No announcement yet.

Text Compare Replacement with Regular Expressions

  • Filter
  • Time
  • Show
Clear All
new posts

  • Text Compare Replacement with Regular Expressions


    I've got 2 files. They have many differences, and some I want to ignore. I can make lines unimportant using Replacements (without regular expressions), eg. fixed text of "Monday" in the left file and "Tuesday" in the right file. Good so far.

    However, there's more. In the left file, I may have a version number like "v7.2.3" or "v7.3.4", and in the right file have "v7.6.7" or "v7.4.5". They may or may not be the same version numbers. I want to ignore all these.

    I tried using regular expression replacement item like this...

    Text to find: v7\.\d+\.\d+
    Replace with: v7\.\d+\.\d+

    This didn't work. Tried...
    Text to find: v7\.\d+\.\d+
    Replace with: .

    Text to find: v7\.(\d+\.\d+)
    Replace with: v7\.$1

    Still no luck. For all the above the Regular Expression box was ticked, and Side=Left.

    I also tried various combinations, duplicating, trying the right side aswell / instead.

    If I do this...
    Text to find: v7\.\d+\.\d+
    Replace with: v7.2.2

    Then it works for all various versions on the left, but only for v7.2.2 on the right. Obviously. But I don't want to be limited on this in the right file.

    Anyone know the solution to this ?



  • #2
    Okay, not got it working with Regular Expression Replacements, but done what I need via Grammer Rules. I found Thread 4417 "XML Datetime Compare" raised by Herpel and solved by Michael Bulgrien.

    Basically, I set up a new grammer rule called "VersionElement", with grammer of basic regular expression "v\d+\.\d+\.\d+", and made sure I unticked "VersionElement" in the list of grammer elements. It's then treated as unimportant.

    If someone knows a better way, then feel free to comment. It works though, which is the main thing! Cheers Michael!



    • #3

      Glad you were able to work out a solution so far. The trick with replacements is the "replace with" section needs to be defined and not contain wildcard characters/sections.

      You have a proper definition with:
      Text to find: v7\.(\d+\.\d+)
      Replace with: v7\.$1

      But, what this does is $1 gets the value of what was found within the (parenthesis). So, it only matches as a replacement when the text v7.number with v7.number where number is equal to number. This was probably not the result you were looking for.

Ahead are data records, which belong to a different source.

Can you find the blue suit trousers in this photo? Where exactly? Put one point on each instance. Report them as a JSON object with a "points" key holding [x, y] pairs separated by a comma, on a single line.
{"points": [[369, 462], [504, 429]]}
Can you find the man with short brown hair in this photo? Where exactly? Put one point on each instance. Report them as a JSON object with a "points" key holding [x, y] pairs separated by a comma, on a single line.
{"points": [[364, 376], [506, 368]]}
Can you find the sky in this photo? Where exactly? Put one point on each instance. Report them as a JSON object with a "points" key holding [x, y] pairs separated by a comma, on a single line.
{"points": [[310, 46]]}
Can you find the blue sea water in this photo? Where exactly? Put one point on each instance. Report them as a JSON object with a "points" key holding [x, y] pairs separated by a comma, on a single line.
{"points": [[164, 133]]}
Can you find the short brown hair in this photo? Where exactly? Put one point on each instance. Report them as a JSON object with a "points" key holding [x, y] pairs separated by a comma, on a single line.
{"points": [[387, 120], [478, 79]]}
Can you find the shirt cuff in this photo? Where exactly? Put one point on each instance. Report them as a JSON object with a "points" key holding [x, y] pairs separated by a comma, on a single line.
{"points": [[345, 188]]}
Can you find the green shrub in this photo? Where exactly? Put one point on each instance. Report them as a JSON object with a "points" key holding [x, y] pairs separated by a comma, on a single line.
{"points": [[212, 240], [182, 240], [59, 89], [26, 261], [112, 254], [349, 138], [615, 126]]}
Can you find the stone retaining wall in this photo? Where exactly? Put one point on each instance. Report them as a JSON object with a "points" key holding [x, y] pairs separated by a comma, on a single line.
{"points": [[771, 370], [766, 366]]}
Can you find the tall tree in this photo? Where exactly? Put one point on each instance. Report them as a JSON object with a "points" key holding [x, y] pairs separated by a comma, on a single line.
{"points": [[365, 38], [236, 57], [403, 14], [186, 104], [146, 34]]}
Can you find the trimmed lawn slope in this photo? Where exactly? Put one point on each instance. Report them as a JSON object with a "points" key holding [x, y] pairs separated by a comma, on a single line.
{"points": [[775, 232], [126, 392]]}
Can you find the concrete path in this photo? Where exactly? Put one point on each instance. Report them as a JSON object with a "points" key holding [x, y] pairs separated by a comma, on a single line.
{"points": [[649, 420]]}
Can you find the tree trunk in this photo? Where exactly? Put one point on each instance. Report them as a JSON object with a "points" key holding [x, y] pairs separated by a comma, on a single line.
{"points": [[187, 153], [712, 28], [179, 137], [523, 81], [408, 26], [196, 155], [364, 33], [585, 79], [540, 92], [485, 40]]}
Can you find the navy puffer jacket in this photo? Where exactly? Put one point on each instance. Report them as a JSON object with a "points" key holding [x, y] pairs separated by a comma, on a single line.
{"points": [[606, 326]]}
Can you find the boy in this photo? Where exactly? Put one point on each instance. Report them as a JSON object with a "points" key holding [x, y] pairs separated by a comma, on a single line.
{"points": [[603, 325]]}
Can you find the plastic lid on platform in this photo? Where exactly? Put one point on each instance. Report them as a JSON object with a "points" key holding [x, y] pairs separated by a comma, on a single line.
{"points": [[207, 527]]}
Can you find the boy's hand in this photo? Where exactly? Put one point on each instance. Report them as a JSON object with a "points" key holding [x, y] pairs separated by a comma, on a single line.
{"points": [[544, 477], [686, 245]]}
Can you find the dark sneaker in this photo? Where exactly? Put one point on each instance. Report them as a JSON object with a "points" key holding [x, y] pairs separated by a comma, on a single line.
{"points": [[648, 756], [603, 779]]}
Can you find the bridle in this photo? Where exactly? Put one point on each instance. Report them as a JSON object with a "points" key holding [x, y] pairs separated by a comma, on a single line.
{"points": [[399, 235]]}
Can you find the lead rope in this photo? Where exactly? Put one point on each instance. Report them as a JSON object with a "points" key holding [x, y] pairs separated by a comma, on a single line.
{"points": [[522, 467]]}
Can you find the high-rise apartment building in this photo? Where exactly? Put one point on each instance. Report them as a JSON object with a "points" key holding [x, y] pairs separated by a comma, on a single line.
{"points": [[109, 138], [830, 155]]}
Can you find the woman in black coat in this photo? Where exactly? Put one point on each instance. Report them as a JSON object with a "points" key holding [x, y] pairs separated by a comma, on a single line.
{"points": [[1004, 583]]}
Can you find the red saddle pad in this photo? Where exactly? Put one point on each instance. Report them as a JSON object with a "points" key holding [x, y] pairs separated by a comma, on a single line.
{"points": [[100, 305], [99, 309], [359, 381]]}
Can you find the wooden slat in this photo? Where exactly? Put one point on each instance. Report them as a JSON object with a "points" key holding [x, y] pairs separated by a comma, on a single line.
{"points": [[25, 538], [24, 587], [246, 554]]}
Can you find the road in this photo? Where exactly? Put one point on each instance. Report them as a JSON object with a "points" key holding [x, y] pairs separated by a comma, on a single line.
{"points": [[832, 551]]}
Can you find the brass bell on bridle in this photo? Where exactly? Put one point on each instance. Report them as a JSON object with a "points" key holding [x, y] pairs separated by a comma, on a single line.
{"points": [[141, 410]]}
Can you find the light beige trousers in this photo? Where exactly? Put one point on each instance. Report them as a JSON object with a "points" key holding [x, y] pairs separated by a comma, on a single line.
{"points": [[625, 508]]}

      From your example, an unimportant grammar element sounds like the best way to tackle this issue. It will treat the version section as unimportant, even if it aligns to a non-version section, but that non-version section is not covered by this definition, and would find as an important difference (unless it, too, had an unimportant definition covering its case).
      Aaron P Scooter Software


      • #4
        Thanks for your reply.

        Unfortunately, it looks like I've not quite got it working. It worked okay on my test file, but then didn't on my XML files I was comparing.

        I created a new "XML with Versions" text format which I can then pick on the file compare window, it has my new "VersionElement" grammer element, unticked to make unimportant, and editing the grammer to move it up to top of the importance list.

        Bit more fiddling to try.....

        it's just a case of I want a line like this...
        <UPDATE file="blah" path="http://blah/v1.2.3/test"/>
        to compare with a file with a line like this...
        <UPDATE file="fred" path="http://blah/v1.3.4/test"/>

        and it to only pick up on the difference of "blah" and "fred".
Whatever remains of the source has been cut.